Es Voluntad de Dios que vuestra Madre se dirija nuevamente a vuestras almas para hablaros de esa salvación que debéis buscar para vuestras almas; mentes, razones, a veces despiertas de tal forma y manera que evitan, en muchos de vosotros, recoger el verdadero sentido de la vida que estáis gastando; porque el verdadero sentido de vuestra vida debiera ser para vosotros que vuestra alma se enriquezca, crezca y, realmente, alcance el estado de gozo del que escapó, del que... me dice Jesús que tenéis lo necesario y justo para que encontréis el camino de vuelta… y Jesús está hablando para todos, no para unos pocos, para todos. Vosotros que escucháis, los que no están aquí y no escuchan, para ellos también son estas palabras; significa pues que la llamada de Dios a la salvación es una llamada universal. Os corresponde a vosotros responder a esta llamada que se vuelve insistente. Repetidas veces se os llama, pero tardáis en responder.

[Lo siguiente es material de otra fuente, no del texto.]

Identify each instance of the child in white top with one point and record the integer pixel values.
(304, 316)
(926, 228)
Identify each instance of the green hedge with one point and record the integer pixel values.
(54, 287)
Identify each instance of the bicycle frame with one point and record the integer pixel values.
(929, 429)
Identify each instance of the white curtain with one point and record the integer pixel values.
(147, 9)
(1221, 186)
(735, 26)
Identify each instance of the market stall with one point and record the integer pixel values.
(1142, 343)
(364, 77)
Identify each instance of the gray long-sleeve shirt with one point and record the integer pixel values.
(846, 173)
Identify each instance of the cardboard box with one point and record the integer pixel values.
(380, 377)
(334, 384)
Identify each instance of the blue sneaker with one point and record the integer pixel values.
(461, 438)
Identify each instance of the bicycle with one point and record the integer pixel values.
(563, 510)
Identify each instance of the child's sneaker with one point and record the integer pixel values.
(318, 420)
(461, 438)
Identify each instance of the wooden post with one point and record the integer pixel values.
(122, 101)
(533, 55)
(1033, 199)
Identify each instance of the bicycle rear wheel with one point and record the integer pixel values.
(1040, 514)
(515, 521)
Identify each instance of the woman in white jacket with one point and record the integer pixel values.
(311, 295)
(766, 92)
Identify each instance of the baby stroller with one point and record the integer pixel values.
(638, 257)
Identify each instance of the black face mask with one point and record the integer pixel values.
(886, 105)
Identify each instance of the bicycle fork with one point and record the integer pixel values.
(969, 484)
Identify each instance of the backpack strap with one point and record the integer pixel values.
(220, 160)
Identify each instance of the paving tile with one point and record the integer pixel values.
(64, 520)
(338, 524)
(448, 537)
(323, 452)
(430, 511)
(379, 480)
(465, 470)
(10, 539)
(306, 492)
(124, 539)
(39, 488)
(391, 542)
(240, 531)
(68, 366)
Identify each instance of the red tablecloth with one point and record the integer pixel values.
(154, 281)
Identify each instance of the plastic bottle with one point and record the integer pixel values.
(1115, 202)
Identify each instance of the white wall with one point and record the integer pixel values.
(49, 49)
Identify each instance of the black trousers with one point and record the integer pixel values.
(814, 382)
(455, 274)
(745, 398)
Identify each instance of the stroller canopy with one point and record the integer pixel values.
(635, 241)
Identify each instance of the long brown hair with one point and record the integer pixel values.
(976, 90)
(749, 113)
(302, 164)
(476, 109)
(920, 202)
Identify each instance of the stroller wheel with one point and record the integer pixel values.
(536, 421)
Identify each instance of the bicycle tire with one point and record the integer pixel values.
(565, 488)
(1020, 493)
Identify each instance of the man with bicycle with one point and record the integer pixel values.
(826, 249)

A veces, muchas veces, preocupados de lo material, descuidáis la parte espiritual. Vuestras almas no conseguís mantenerlas despiertas. Un alma despierta reclama su alimento, reclama de abrigo que le evite el frío del olvido; ¿y cómo cuidáis el alma?, ¿cómo hacéis para mantenerla despierta? porque ¿cuántas veces os hablo de los demás que necesitan de vuestra ayuda cercana, de tantos que necesitan de vuestra oración?, ¿cómo combatir la pobreza de tantos que mueren de hambre, que están pasando necesidad, de tantos que están pasando frío por falta de abrigo? La oración siempre es posible en aquellos que sienten ese amor por los demás, hermanos también, que sufren, aunque estén en la distancia, muy lejos de vosotros, pero el corazón a veces lo tenéis endurecido. El corazón se os endurece y no os doléis de los sufrimientos de los demás. Hay que luchar contra la dureza del corazón, que os vuelve insensibles y, por tanto, tremendamente imprudentes; porque un corazón duro, es un corazón que se vuelve incapaz de perdonar y, por tanto, de rectificar en tantos errores en los que debierais modificar vuestra actitud para no volver a cometerlos; porque si cuando os equivocáis, cayendo en la cuenta de ello hicierais verdadero propósito de enmienda, no volveríais a caer, por lo menos con tanta prontitud. Esto os pasa a muchos, caéis en los mismos errores con demasiada frecuencia.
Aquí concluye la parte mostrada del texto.